C’est toujours un plaisir de retrouver la charmante ville de Wiesbaden, en grande partie épargnée par les bombardements de la Seconde Guerre mondiale, et tout particulièrement son Opéra qui n’a rien à envier en qualité à son rival voisin situé à Francfort. En témoigne la production réussie de Jenůfa présentée jusqu’à la fin d’année dans la mise en scène d’Ingo Kerkhof. Autour d’une scénographie sobre et réaliste, tout autant que d’une direction d’acteur serrée, l’Allemand imprime une concentration pertinente au drame, tout en offrant quelques clins d’œil savoureux – telle cette présentation initiale des personnages face au public lors d’une vraie-fausse séance photographique à l’ancienne. Il sait aussi s’éloigner de son parti pris réaliste pour surprendre en faisant littéralement voler en éclat son décor à des moments-clefs de l’action.

Au-delà de ces atouts formels, la direction de Patrick Lange, Generalmusikdirektor, constitue l’une des grandes énigmes de la soirée, tant on aura rarement connu des sentiments aussi contradictoires face à un chef bien peu inspiré en première partie, avant de passionner ensuite. S’agissant d’un ouvrage où l’orchestre a une place prépondérante, le tempo beaucoup trop lent au I déçoit tant il apparaît peu compatible avec les éléments populaires très présents dans les ensembles. Pour autant, peu à peu, on se surprend à se délecter de cette lecture legato, admirable de respiration harmonieuse entre les pupitres, tout autant que de splendides couleurs dévoilées aux vents.
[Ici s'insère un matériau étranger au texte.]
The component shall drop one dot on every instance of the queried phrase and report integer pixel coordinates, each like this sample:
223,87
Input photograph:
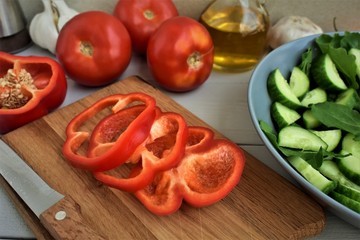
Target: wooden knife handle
64,221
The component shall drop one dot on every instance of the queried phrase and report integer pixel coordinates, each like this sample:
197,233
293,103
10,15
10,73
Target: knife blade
59,214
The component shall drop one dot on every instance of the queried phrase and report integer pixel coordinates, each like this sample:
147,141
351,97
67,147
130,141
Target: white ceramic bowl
285,58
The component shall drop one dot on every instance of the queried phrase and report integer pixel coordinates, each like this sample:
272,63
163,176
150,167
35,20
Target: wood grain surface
264,205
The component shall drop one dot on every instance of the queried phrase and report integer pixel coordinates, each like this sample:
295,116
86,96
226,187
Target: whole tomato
142,18
180,54
94,48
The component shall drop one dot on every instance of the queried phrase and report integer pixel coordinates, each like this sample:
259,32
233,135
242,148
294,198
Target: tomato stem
148,14
194,60
86,49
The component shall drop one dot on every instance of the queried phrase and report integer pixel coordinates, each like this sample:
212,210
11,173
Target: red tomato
94,48
142,18
180,54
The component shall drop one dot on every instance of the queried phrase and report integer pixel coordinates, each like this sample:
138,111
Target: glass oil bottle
238,29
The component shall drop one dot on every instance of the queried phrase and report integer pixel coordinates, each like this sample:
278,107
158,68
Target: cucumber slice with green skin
310,122
326,75
356,52
349,144
350,167
279,90
282,115
331,137
331,170
348,191
317,95
312,175
349,98
346,201
299,82
300,138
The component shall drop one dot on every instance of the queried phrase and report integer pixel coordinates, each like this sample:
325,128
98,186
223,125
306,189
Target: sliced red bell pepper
206,174
113,152
162,150
30,87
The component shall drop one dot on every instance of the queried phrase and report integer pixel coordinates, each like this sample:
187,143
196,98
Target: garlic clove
289,28
45,26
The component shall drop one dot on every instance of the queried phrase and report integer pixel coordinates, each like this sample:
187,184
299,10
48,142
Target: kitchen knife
59,214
Mais c’est surtout un III enfin plus engagé au niveau dramatique qui parvient à nous arracher quelques larmes inattendues lors du finale, et ce malgré un plateau vocal intéressant mais perfectible.
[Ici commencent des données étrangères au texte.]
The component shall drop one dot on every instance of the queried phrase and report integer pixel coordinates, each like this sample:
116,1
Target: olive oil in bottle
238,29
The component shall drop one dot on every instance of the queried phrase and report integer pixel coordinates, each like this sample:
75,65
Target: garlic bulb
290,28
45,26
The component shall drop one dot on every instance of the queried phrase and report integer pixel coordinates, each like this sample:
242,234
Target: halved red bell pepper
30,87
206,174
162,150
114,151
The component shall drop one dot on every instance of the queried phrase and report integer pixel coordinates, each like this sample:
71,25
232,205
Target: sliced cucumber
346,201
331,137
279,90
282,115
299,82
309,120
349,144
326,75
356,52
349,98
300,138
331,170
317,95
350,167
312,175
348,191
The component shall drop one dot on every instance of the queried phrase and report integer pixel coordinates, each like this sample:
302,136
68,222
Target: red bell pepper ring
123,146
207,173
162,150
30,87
On retrouve avec bonheur le Laca de Daniel Brenna, déjà entendu dans ce rôle à Dijon, en remplaçant de luxe suite au retrait de Paul McNamara. L’Américain fait à nouveau valoir son incarnation vibrante, parfaitement projetée, même si on note toujours quelques passages en force. A ses côtés, Sabina Cvilak (Jenůfa) impressionne dans un premier temps par ses qualités techniques pour mieux décevoir ensuite par une interprétation trop monolithique sur la durée. Autour des impeccables Aaron Cawley et Daniel Carison, Anna Maria Dur (Grand-mère) affiche quelques lacunes dans les graves et la projection. Mais c’est plus encore Dalia Schaechter (Kostelnicka) qui peine dans l’aigu, étranglé, sans parler de son médium, souvent inaudible. Elle est pourtant chaleureusement applaudie à la fin de la représentation par le public, sans doute conquis par ses efforts visibles au niveau interprétatif.